3 Binomial-3

Daida et al. (2001) provided a thorough investigation of why increasing the ephemeral constant range makes the Binomial-3 problem `harder'. The authors draw attention to the inter-play between content and context of functions and terminals in the representation. Many different solutions exist to the Binomial-3 problem and combining parts of different solutions does not always make sense. A level of deception exists that is similar to the Ant problem, due to the many different solutions. However, in the Ant problem the functions and terminals preserve, to some degree, semantic meaning in different contexts. Moving constants and arithmetic functions between programs in Regression problems does not ensure their meaning in new contexts. A DAG (directed acyclic graph) representation of genetic programming was used on a Regression problem [Monsieurs and Flerackers, 2003] where the author introduced a diversity method that was also highly elitist. Performance showed that best fitness was achieved much faster with smaller population sizes using the elitist diversity measure.

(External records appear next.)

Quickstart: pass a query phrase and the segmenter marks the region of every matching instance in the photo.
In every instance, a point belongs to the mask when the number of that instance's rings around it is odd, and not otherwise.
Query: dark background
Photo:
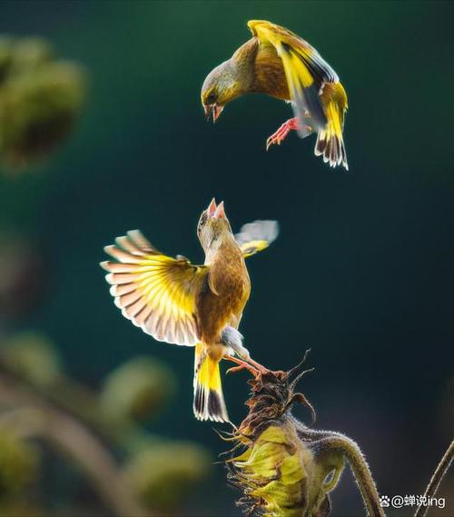
[[[50,272],[45,303],[19,326],[50,335],[93,385],[132,354],[162,358],[180,396],[151,428],[218,453],[192,413],[192,351],[122,318],[97,264],[133,228],[202,262],[195,226],[212,196],[236,229],[277,219],[279,240],[248,262],[246,345],[279,369],[311,347],[301,389],[316,425],[358,441],[380,493],[421,493],[454,422],[453,15],[449,2],[2,2],[1,33],[45,36],[89,73],[73,138],[33,174],[0,178],[2,225],[46,250]],[[205,122],[202,83],[253,18],[297,32],[339,74],[348,174],[313,155],[314,137],[265,153],[291,115],[274,99],[243,97]],[[224,381],[237,423],[245,381]],[[238,513],[214,471],[188,512]],[[443,486],[452,515],[452,476]],[[333,502],[334,515],[361,514],[350,474]]]

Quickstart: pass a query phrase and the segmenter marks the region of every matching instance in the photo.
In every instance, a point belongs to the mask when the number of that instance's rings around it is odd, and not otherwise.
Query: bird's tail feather
[[[331,100],[326,106],[328,124],[324,129],[320,129],[315,144],[315,155],[323,156],[323,162],[329,163],[331,167],[342,165],[347,171],[347,153],[343,143],[343,110]]]
[[[221,383],[219,360],[207,353],[206,346],[195,346],[193,411],[198,420],[230,422]]]

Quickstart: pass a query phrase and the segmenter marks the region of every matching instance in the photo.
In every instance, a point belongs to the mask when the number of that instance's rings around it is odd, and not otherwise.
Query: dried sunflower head
[[[242,492],[238,503],[247,514],[324,517],[330,512],[328,493],[339,481],[344,459],[341,452],[320,447],[323,432],[291,415],[295,403],[314,415],[305,396],[294,391],[304,373],[299,365],[250,381],[249,413],[233,433],[236,445],[226,462],[231,482]]]

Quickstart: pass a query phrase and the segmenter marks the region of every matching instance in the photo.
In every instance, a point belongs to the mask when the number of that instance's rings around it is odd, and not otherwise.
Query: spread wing
[[[254,221],[242,226],[235,235],[244,258],[267,248],[279,234],[277,221]]]
[[[123,315],[158,341],[195,344],[195,299],[208,268],[161,254],[138,230],[115,243],[104,248],[114,262],[101,266]]]
[[[313,46],[284,27],[263,20],[252,20],[248,26],[262,42],[271,44],[282,61],[293,109],[301,125],[300,135],[308,134],[305,125],[309,116],[312,129],[323,129],[327,118],[320,94],[325,83],[339,81],[337,74]]]

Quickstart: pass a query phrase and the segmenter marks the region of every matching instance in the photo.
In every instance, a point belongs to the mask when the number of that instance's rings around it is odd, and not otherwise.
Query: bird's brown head
[[[225,214],[223,201],[216,204],[215,199],[212,199],[208,208],[203,210],[200,216],[199,224],[197,225],[197,235],[205,254],[213,245],[221,244],[224,238],[233,236],[232,227]]]
[[[242,93],[241,81],[231,61],[225,61],[210,72],[202,86],[202,104],[207,119],[216,122],[227,103]]]

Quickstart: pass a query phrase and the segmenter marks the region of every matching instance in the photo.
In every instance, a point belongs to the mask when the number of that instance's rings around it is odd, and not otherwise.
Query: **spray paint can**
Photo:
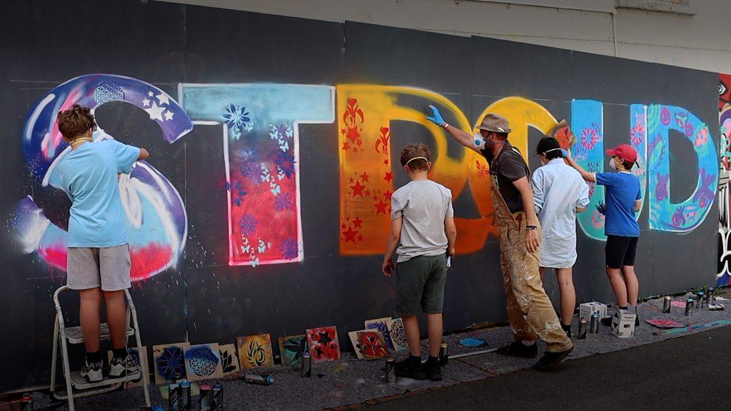
[[[274,383],[274,377],[271,375],[262,375],[258,372],[249,371],[243,376],[243,380],[249,384],[257,385],[271,385]]]
[[[306,378],[312,376],[312,358],[310,357],[309,352],[302,353],[302,372],[300,376]]]
[[[386,367],[383,369],[383,380],[389,384],[396,382],[396,361],[393,358],[386,358]]]
[[[599,312],[595,311],[591,314],[591,323],[589,323],[589,332],[592,334],[599,333]]]
[[[686,300],[686,317],[690,317],[692,312],[693,311],[693,298],[688,298]]]
[[[167,386],[167,410],[178,411],[181,409],[181,386],[173,382]]]
[[[446,342],[442,342],[439,346],[439,363],[442,366],[447,366],[448,362],[450,362],[449,346]]]
[[[211,411],[211,385],[201,384],[198,396],[198,408],[200,411]]]
[[[579,339],[586,339],[586,319],[582,318],[579,320]]]
[[[23,394],[20,399],[20,411],[33,411],[33,397],[30,393]]]
[[[211,410],[224,409],[224,386],[220,382],[213,384],[213,388],[211,390]]]
[[[181,382],[181,410],[192,410],[191,404],[190,381]]]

Regression problems appear to pose a two-fold problem, finding a good approximation to fit the data points and attempting to reduce semantic changes of nodes during crossover. In this case, increasing genetic diversity could increase the chance that crossover will have problems with nodes changing context. A converged population may contain fewer nodes but with similar contexts and improve search performance. However, too little or too much selection or diversity would cause problems as well, making this a complex problem domain.